In the previous post, I mention that in an earlier post on IO cost structure, that the cost of a table scan was approximately 1 CPU-micro sec per page, plus approximately 0.05 us per row for just a SELECT COUNT(*)
This was calibrated on a 2-way Xeon 5430 Quad-Core 2.66GHz. I should also add that the test tables have a clustered primary key, with between 3-18 columns, all fixed length not null, varying row density per page from 1 to 323. Without hints, the default locking level should be TABLOCK (?) and Max Degree of Parallelism set to 1.

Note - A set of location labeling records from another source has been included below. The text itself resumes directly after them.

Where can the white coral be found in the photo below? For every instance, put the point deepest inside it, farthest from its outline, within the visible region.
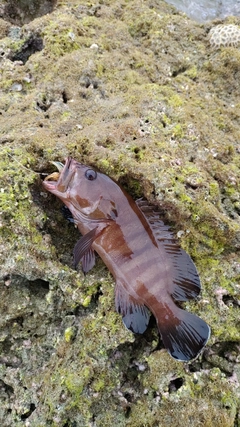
(224, 35)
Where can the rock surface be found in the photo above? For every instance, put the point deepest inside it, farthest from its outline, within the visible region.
(134, 89)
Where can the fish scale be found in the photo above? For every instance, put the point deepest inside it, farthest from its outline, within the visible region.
(150, 269)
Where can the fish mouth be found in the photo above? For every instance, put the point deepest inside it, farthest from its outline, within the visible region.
(57, 182)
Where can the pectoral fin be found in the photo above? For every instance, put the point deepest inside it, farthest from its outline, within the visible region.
(135, 315)
(82, 250)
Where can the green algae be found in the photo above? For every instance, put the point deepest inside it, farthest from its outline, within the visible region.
(152, 107)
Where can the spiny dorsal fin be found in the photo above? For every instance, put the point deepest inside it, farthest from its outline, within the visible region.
(185, 280)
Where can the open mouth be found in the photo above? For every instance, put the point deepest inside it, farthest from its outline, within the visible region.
(59, 180)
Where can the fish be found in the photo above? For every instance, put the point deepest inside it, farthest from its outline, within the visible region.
(153, 274)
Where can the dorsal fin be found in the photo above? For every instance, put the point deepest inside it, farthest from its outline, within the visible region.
(185, 280)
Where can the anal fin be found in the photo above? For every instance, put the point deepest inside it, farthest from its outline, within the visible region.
(135, 316)
(184, 334)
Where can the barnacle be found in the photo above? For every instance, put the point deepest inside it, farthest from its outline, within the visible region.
(224, 35)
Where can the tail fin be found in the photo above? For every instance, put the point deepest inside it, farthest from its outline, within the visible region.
(184, 334)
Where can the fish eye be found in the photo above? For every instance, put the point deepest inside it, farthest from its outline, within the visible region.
(90, 174)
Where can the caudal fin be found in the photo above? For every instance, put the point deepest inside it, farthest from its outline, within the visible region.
(184, 334)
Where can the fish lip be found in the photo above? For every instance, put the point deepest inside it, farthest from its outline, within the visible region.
(60, 186)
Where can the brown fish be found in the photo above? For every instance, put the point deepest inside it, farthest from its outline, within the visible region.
(150, 269)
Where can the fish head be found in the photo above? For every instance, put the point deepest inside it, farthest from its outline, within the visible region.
(90, 195)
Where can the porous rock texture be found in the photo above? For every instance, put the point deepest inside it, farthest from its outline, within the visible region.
(134, 89)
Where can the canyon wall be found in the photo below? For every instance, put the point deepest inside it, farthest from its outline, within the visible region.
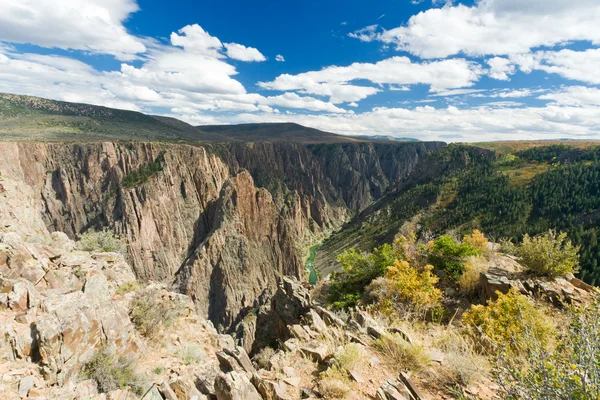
(221, 222)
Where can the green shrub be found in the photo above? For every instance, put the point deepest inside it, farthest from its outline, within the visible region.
(111, 372)
(127, 287)
(503, 325)
(144, 172)
(571, 371)
(549, 254)
(406, 291)
(103, 241)
(191, 353)
(447, 255)
(358, 270)
(150, 313)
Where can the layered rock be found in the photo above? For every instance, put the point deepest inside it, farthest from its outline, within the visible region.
(201, 221)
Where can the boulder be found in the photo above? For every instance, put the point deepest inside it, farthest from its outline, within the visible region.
(316, 351)
(235, 386)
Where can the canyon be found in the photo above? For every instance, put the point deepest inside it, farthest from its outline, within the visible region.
(220, 222)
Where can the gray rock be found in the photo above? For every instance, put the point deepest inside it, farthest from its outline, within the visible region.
(235, 386)
(25, 385)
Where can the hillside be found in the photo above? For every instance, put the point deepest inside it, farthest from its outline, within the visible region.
(507, 195)
(32, 118)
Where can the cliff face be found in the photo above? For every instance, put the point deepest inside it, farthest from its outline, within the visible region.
(201, 222)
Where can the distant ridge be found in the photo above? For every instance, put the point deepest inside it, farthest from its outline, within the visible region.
(34, 118)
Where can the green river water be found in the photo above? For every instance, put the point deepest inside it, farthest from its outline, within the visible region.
(312, 278)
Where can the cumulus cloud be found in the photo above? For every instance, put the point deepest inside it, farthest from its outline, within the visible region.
(243, 53)
(574, 96)
(501, 68)
(493, 27)
(334, 81)
(292, 100)
(89, 25)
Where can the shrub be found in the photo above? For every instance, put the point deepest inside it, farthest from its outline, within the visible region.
(572, 371)
(549, 254)
(401, 355)
(348, 356)
(406, 290)
(127, 287)
(477, 241)
(111, 372)
(149, 313)
(191, 353)
(332, 388)
(448, 255)
(358, 270)
(469, 281)
(104, 241)
(502, 324)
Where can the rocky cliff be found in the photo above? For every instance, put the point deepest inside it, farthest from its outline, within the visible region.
(221, 221)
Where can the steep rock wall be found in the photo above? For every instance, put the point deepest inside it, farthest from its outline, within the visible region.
(201, 222)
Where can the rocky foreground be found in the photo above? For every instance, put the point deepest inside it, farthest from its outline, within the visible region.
(61, 307)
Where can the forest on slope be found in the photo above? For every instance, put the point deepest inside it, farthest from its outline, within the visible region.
(505, 193)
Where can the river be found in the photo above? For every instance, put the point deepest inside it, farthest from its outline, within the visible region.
(312, 278)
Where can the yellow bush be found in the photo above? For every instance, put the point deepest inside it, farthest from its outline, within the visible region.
(406, 289)
(505, 323)
(477, 240)
(549, 254)
(468, 282)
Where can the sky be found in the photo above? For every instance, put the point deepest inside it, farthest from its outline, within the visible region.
(473, 70)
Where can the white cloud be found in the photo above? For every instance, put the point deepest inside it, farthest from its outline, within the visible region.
(514, 93)
(89, 25)
(471, 124)
(194, 39)
(500, 68)
(456, 92)
(577, 65)
(493, 27)
(333, 81)
(399, 88)
(574, 96)
(243, 53)
(292, 100)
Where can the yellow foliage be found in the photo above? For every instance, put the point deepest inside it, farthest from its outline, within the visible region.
(477, 240)
(407, 289)
(469, 280)
(508, 323)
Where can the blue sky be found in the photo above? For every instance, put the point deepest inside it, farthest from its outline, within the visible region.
(449, 70)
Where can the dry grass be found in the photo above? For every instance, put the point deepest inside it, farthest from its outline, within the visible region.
(332, 388)
(469, 281)
(399, 355)
(150, 313)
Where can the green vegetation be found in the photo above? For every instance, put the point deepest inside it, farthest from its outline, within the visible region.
(549, 254)
(127, 287)
(449, 256)
(570, 371)
(103, 241)
(358, 270)
(144, 172)
(500, 325)
(523, 190)
(150, 313)
(111, 372)
(400, 355)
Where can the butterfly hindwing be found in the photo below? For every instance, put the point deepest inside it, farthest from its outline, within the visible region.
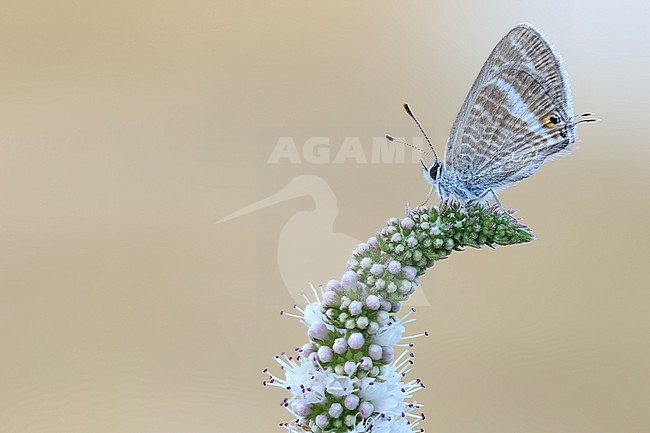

I just looked a table scan query to the TPC-H LineItem table at SF10 and saw significant differences. At SF10, using the SQL Server 2008 table, ie, DATE type instead of DATETIME, there are 59,986,052 rows, and 1,127,206 leaf level pages, averaging 53.2 rows per page. By my formula, I would expect the SELECT COUNT(*) FROM LineItem with a forced clustered index scan would cost around 3.5 micro-sec per page, instead I observed 5.8 micro-sec per page.
So why is the scan on LineItem much more expensive than the calibration from my tests? Is it because the LineItem table has 1 varchar(44) column? or because the LineItem clustered index is not unique? I need to find out, as you heard what I said about people who speculate, without investigation.
So additional information on aggregation: SUM(float) costs the same as SUM(int), there is nearly no difference between SELECT COUNT(*), SUM(float) and SELECT SUM(float), so if you aggregate any column, the count is free. Anyways, the first SUM is about 0.20 micro-sec per row on top on the COUNT(*). A SELECT MAX() is just slightly less expensive than a SUM(), around 0185 micro-sec per row. Adding a second, third or fourth SUM() or AVG() contributes about 0.05 micro-sec per col aggregated. However, SELECT SUM(Col1), AVG(Col1) does not incur the extra column penalty, SELECT SUM(Col1), MAX(Col1) does incur the additional col cost.
thanks to Mario (http://sqlinternals.com/) for looking at what the SQL Server engine actually does in SELECT COUNT(*) FROM Table, and to Kevin who is big into what code paths should be,
and likes to count CPU-cycles (might be an indication of a lack of social life,
of course if chicks like to count cpu-cycles, I might get out more myself)
3 Billion cycles per second, and he still wants to nickel and dime the 133 per row.
So that's why I fired up my little debugger and did some tracing (on my AMD Athlon PC, win x32, running SS2005 SP2).
And I was surprised to find you are actually right.
SqlServer *does* touch every row, in order to optimize this process it does use hardware prefetching, and it scans the rows using the row lenghts starting from the bottom of the page.
This is for counting.
For a max or avg it drags in all the column data using memcpys, and applies max or avg functions, the actually referencing the data makes the story of course much more expensive. Here it depends if prefetching does what it should do, how long the memory latencies are..are they local (in NUMA cases), and how costly the cache coherency process behind this is.
So the cost of accessing data depends also (much) on the architecture of your box and the amount of sockets. And not only what you measure using on cpu. But since you say that you are damn careful and this is not your first day doing cpu measurements, i guess you are aware of all that..
the parts that I highlighted above imply that scaling is not linear, ie, a test on one processor, or with OPTION (MAXDOP 1) does not scale with the number of processors, either using a single query with a parallel execution plan, or from multiple concurrent non-parallel execution plans.